A few years ago I was renovating my house. And I had asked my friend to come and help me, because he has every conceivable tool you could want. We all have friends like that, right? Those tool guys, who have the best stuff, and they actually know how to use it. So we were doing something where we needed to drill through concrete. And I handed him the cordless drill that I normally saw him using. And he said, “No, no. To get through this, we need power.” So he went to his truck, and he got this drill that looked like a piece of torture equipment—it was rugged and dirty and the paint was chipped; it had an extra handle to hold with your other hand while you’re drilling. But the main difference was, it had a power cord. So he plugged it in, and he started drilling, and you could just see the power in that tool. But here’s the thing: none of the power in that drill originated in the drill. All the power came from an outside source: the electrical current coming out of that outlet. So the drill was incredibly effective…as long as it was plugged in. You see what I mean? I can do all this, but only through him, who gives me strength.
This is exactly the same concept Jesus talks about in John 15:5. Listen to this. Jesus said: “I am the vine; you are the branches. If you remain in me (plugged in!) and I in you, you will bear much fruit; apart from me (if you pull the cord out) you can do nothing.”
Listen: if you want to be free from self-absorption, so you can truly be present for others; if you want your life to be attractive to people in all the right ways—in ways that will draw them to what they really need; if you want to actually experience joy in the middle of chaos…in other words, if you want to be content, stay plugged in to the power source. Choose to remain in Christ. Here’s how…
Spend the first 15 minutes of your day listening for his voice in Scripture. Meditate on what you hear—talk it through with God. Otherwise you’ll forget it. And then take what you hear from him that morning with throughout your day.
When you feel the discontentment coming on, and you’re tempted to fill the emptiness with a sleeve of Oreos or a couple of shots of bourbon, or both, take a deep breath and say, “Lord, fill me with your presence.” Allow him to fill you and energize you. You say, “Well, that’s not really the same as Oreos and bourbon.” No, it’s not. It’s actually better. He’s actually better.
When you’re tempted to skip your small group, because you’re tired of meeting on Zoom, and you’d rather just watch TV, choose to open up your laptop and show up to your group. Because those are the people who are going to remind you and call you back to where the power is. Those are the people who are going to help you take your plug, and plug it back into Christ.

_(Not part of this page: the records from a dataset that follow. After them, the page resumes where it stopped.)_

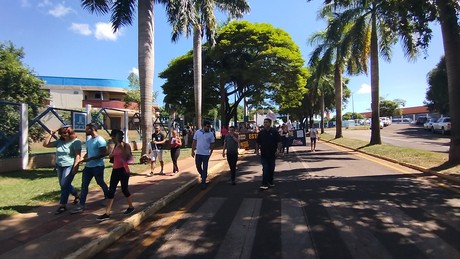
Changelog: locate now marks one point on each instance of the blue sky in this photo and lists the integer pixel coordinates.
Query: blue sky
(62, 39)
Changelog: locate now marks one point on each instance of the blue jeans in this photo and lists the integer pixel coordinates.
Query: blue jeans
(88, 174)
(201, 162)
(65, 178)
(232, 159)
(268, 169)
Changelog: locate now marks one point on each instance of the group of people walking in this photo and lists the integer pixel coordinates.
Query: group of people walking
(270, 143)
(68, 161)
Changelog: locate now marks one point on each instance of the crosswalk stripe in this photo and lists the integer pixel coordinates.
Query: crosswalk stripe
(184, 240)
(240, 236)
(360, 242)
(295, 232)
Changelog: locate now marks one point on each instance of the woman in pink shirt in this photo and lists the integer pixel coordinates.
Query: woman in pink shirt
(121, 153)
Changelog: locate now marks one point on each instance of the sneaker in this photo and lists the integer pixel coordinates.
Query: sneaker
(203, 186)
(103, 217)
(128, 211)
(78, 209)
(60, 210)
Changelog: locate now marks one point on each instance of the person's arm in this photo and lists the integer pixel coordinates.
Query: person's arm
(224, 147)
(193, 147)
(102, 153)
(48, 142)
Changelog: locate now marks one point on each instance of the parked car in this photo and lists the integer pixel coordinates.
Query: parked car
(428, 124)
(421, 120)
(441, 125)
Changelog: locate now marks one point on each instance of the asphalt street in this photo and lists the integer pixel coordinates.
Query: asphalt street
(332, 203)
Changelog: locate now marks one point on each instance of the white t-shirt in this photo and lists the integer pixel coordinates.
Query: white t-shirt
(203, 142)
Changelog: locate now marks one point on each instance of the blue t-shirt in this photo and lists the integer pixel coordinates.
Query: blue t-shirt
(203, 142)
(65, 152)
(92, 148)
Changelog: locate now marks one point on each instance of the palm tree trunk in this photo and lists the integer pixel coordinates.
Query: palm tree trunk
(146, 67)
(375, 95)
(451, 39)
(197, 73)
(338, 100)
(322, 111)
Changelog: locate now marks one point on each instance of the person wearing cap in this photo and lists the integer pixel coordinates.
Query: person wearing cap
(121, 154)
(156, 150)
(269, 141)
(202, 147)
(68, 154)
(96, 150)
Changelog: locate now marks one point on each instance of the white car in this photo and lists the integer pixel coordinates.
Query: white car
(428, 124)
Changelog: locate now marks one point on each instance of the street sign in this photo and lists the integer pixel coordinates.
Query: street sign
(79, 121)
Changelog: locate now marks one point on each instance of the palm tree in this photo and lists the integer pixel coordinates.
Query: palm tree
(197, 17)
(370, 33)
(332, 55)
(122, 14)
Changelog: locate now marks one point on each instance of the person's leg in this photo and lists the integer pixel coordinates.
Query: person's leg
(153, 162)
(232, 159)
(99, 176)
(66, 184)
(271, 170)
(160, 157)
(87, 176)
(265, 169)
(124, 180)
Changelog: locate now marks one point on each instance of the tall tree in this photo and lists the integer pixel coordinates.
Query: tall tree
(370, 33)
(437, 94)
(332, 54)
(197, 17)
(122, 14)
(18, 84)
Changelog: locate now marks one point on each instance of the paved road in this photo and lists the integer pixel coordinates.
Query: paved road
(328, 204)
(404, 135)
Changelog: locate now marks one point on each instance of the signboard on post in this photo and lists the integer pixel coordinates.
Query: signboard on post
(79, 121)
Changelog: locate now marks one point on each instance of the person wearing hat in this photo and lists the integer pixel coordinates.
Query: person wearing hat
(68, 154)
(269, 141)
(96, 150)
(121, 154)
(202, 147)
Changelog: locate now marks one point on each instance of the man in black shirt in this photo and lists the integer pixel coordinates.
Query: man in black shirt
(156, 150)
(269, 142)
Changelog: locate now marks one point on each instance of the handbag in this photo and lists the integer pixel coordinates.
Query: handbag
(130, 160)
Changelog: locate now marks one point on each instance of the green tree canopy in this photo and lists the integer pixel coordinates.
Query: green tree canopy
(437, 96)
(253, 61)
(18, 84)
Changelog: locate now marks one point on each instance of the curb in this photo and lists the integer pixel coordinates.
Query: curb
(412, 166)
(98, 245)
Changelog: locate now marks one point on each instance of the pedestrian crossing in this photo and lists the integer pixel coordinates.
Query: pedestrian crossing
(368, 229)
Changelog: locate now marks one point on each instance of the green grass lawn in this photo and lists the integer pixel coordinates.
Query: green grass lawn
(24, 190)
(427, 159)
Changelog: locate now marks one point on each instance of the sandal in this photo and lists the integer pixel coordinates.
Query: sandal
(76, 200)
(60, 210)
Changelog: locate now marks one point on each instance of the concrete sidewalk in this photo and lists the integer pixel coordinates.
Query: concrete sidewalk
(41, 234)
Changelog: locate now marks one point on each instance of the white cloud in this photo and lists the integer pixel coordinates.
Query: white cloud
(104, 31)
(25, 3)
(134, 70)
(59, 10)
(81, 28)
(44, 3)
(364, 89)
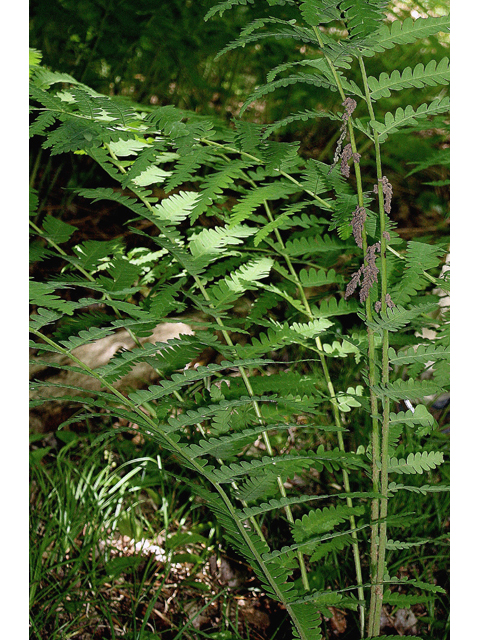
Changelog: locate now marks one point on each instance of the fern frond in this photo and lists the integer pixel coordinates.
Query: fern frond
(416, 462)
(306, 621)
(419, 258)
(221, 7)
(42, 122)
(304, 116)
(393, 487)
(362, 17)
(319, 277)
(209, 244)
(398, 317)
(307, 78)
(407, 389)
(257, 196)
(282, 221)
(421, 416)
(409, 116)
(227, 291)
(320, 521)
(178, 381)
(395, 545)
(312, 245)
(187, 165)
(323, 12)
(334, 307)
(423, 353)
(404, 32)
(431, 75)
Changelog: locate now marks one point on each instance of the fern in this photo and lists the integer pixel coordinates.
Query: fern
(419, 77)
(256, 243)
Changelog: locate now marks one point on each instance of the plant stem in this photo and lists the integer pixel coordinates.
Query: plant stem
(198, 468)
(377, 578)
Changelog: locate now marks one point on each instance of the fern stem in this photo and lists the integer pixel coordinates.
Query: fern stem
(265, 435)
(336, 413)
(377, 594)
(211, 143)
(198, 468)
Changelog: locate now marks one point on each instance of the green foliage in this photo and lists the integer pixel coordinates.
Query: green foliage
(235, 230)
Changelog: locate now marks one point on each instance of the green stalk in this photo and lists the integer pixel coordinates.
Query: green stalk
(198, 468)
(336, 413)
(248, 386)
(377, 593)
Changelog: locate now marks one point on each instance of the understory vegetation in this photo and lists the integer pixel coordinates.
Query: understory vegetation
(239, 321)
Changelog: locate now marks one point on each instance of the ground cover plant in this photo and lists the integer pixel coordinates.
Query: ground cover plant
(286, 268)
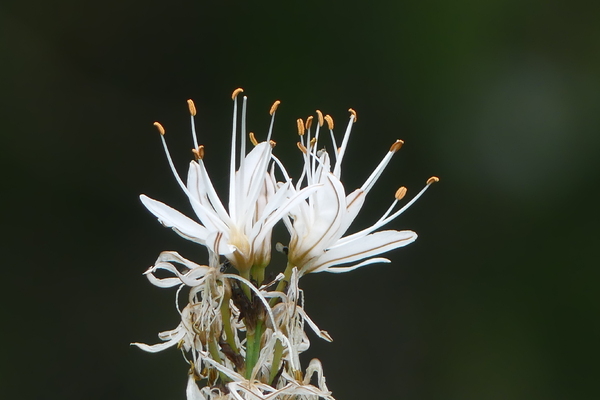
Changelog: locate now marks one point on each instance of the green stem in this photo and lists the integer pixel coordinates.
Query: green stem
(245, 288)
(214, 352)
(253, 347)
(226, 313)
(281, 285)
(258, 273)
(277, 353)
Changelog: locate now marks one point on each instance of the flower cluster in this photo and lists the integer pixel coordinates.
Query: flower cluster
(242, 334)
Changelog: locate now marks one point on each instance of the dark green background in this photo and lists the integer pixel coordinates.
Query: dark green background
(497, 299)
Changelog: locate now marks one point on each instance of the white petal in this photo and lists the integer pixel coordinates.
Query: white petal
(202, 189)
(339, 270)
(368, 246)
(179, 333)
(192, 392)
(172, 218)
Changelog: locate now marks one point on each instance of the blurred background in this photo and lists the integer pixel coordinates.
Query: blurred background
(498, 297)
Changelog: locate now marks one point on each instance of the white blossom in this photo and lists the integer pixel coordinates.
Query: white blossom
(318, 224)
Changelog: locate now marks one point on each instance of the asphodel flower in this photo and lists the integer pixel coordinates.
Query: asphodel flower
(255, 204)
(242, 335)
(317, 225)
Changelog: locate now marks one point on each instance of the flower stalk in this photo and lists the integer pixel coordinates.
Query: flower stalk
(244, 333)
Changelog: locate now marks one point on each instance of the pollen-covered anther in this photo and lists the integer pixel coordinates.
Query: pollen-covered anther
(253, 138)
(274, 107)
(400, 193)
(199, 152)
(236, 92)
(433, 179)
(396, 146)
(329, 121)
(301, 147)
(160, 128)
(320, 116)
(300, 126)
(192, 107)
(351, 110)
(309, 122)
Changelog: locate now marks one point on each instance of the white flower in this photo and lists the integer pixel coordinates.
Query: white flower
(317, 225)
(255, 204)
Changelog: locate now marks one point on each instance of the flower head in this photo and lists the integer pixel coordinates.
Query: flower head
(318, 224)
(241, 333)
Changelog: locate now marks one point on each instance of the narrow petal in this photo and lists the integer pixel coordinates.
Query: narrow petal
(175, 220)
(201, 187)
(370, 245)
(339, 270)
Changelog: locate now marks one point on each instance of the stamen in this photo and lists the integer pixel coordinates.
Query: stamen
(272, 112)
(236, 92)
(320, 116)
(396, 146)
(433, 179)
(353, 113)
(192, 107)
(400, 193)
(301, 147)
(232, 181)
(337, 170)
(241, 170)
(199, 152)
(309, 122)
(384, 162)
(329, 121)
(160, 128)
(385, 218)
(253, 138)
(300, 124)
(274, 107)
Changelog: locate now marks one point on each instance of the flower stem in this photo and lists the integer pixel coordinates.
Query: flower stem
(213, 348)
(226, 314)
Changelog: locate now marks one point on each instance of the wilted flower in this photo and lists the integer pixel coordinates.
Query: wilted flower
(255, 205)
(242, 335)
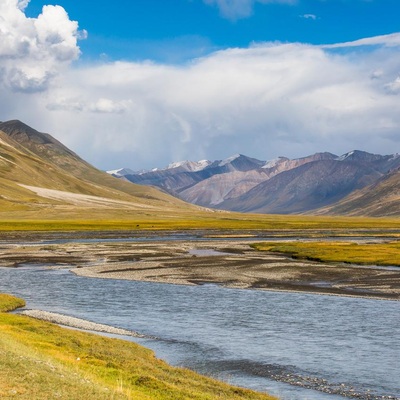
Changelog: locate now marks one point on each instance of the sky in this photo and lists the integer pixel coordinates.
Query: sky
(144, 83)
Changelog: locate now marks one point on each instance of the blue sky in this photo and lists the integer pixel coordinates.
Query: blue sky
(178, 30)
(144, 83)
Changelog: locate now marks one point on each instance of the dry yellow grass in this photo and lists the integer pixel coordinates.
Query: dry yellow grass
(40, 360)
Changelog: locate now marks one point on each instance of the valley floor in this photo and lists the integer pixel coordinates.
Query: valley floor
(230, 262)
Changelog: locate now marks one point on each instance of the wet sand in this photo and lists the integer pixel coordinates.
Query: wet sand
(231, 263)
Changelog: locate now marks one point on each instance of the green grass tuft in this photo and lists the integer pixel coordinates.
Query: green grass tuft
(368, 254)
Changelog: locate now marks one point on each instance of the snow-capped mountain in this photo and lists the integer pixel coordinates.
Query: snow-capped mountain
(280, 185)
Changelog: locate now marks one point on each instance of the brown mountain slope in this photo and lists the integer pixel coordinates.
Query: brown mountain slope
(37, 171)
(380, 199)
(304, 188)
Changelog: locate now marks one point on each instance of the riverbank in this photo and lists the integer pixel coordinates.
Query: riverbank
(229, 262)
(40, 360)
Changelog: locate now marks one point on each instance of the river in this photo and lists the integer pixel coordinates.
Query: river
(296, 346)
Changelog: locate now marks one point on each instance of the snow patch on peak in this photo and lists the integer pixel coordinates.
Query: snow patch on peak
(121, 172)
(192, 166)
(274, 162)
(228, 160)
(344, 156)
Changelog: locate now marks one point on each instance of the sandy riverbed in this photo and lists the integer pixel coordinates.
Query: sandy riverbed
(230, 263)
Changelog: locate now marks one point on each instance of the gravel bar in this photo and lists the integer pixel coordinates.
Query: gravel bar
(79, 323)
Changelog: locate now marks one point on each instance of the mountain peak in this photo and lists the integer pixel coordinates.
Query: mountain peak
(23, 133)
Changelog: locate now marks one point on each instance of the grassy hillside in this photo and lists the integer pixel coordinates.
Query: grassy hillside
(40, 360)
(31, 158)
(380, 199)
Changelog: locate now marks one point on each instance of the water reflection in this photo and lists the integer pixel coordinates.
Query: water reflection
(297, 346)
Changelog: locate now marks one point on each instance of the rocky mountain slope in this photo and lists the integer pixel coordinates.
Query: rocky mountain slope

See, it’s like my friend, the tool guy, said to me that day: “To get through this, we need power.” Guys, listen: to get through this, we need power. And the power is found in Christ. He is the secret of contentment. Paul learned that secret sitting in a Roman cell. Michael Morton learned that secret sitting in prison for a crime he didn’t commit. And you and I have the opportunity to learn that secret now—this week—as we live through this crisis. What an awesome opportunity.
Someday in the future—maybe after a few weeks; maybe after a few months—this lockdown is going to end. And when it does, some people will go on with life no different than before. But not you. You’re going to be wiser and more loving and more powerful…because you’ve learned to be content.
The death and suffering caused by COVID-19 are tragic, but failing to learn from it would be tragic as well. Rather than just tolerating the lockdown, what if we walked through it expectantly? What if we could hear things from God that we wouldn’t hear at any other time? And what if we emerged from this crisis not just thankful that it’s over, but permanently changed for the better?